ALBANY, Ga. -- Dark and ugly, a few billboards have been staring at drivers in Albany and Lee County for just about a month, said Georgia Meth Project Executive Director Jim Langford.

"We've put about 100 billboards up across the state," Langford said. "Georgia has the third worst meth problem in the United States."

The new campaign including the billboards portraying life given over to a drug as comparable to life in a toilet is 100 percent about prevention of methamphetamine use, Langford said.

For the past five years the U.S. Drug Enforcement Administration has stated that the fastest growing drug problem in Atlanta and northern Georgia.
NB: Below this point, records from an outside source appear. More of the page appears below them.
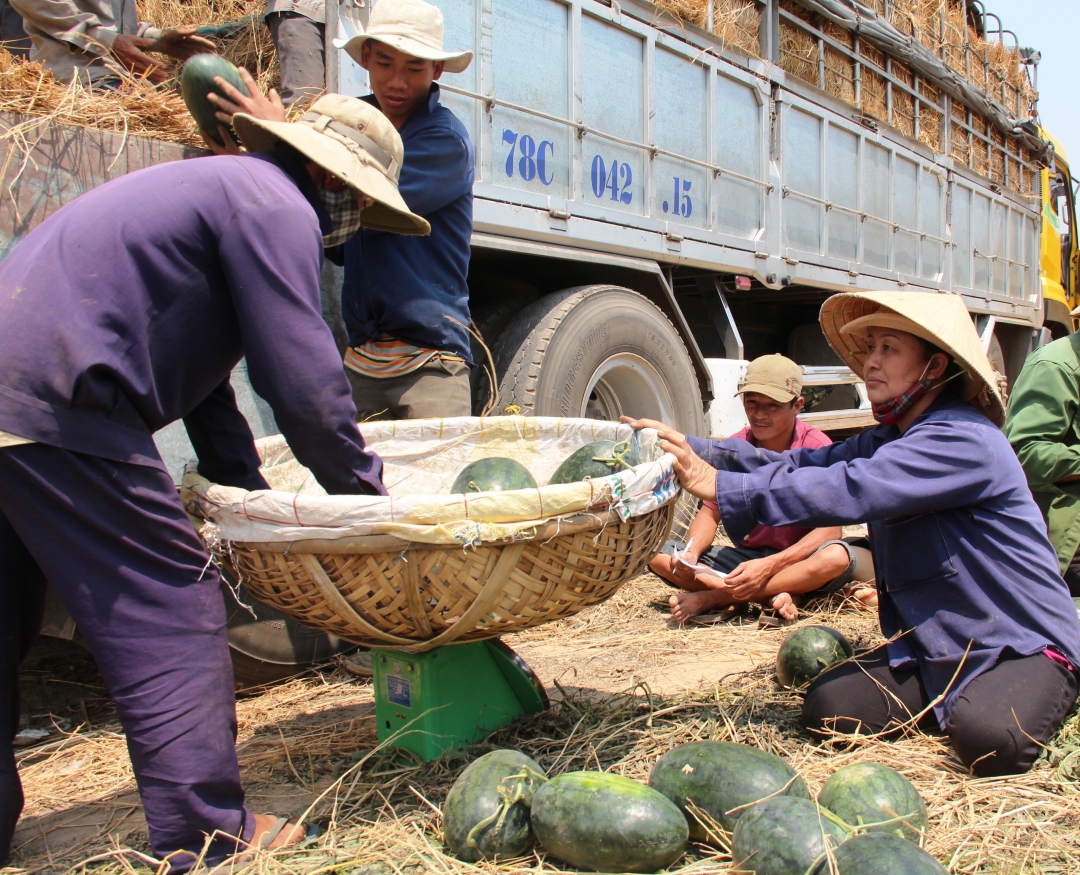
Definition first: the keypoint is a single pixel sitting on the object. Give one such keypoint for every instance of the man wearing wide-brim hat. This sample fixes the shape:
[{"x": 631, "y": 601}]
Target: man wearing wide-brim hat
[
  {"x": 405, "y": 300},
  {"x": 983, "y": 642},
  {"x": 127, "y": 310}
]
Albany and Southwest Georgia are not immune, said Major Bill Berry of the Albany-Dougherty Drug Unit.

"In the past 11 months we have made three meth busts," Berry said. "I'd say meth is as addictive, if not more so, than crack (cocaine)."

In the most recent bust, the drug unit served a search warrant March 1 on a home at 2242 Duitman Road. Police arrested Michael Leroy Anthony, 48, and Noleen Anthony, 40, and confiscated thousands of dollars worth of illegal drugs including 32.5 grams of crystal meth, 151.6 grams of marijuana, a .22-caliber rifle, a 12-gauge shotgun a .38-caliber Rossi revolver and $1,254 in cash among other paraphernalia.

Also confiscated were nine grams of altered ephedrine or pseudoephedrine, the chemicals used to cook or prepare meth.

Meth and other drugs come in waves, Berry said. There will be a big influx, it will peak and then rise again, he added.

Citing a Georgia Meth Use and Attitudes survey, Langford said 35 percent of Georgia teens see little or no risk to trying meth.

The Georgia Meth project raised about $4.5 million in private donations to finance the messages. It hopes to raise $12 million more from individuals, business and other organizations in the next couple years, Langford said.

The Georgia Meth Project is modeled on the successful Montana Meth Project launched in 2005, according to its Web site georgiamethproject.org.

"While teen use of methamphetamine (meth) remained relatively constant across the nation from 2005 to 2007, it fell by 45 percent in Montana," according to "The Montana Meth Project" Unselling A Dangerous Drug."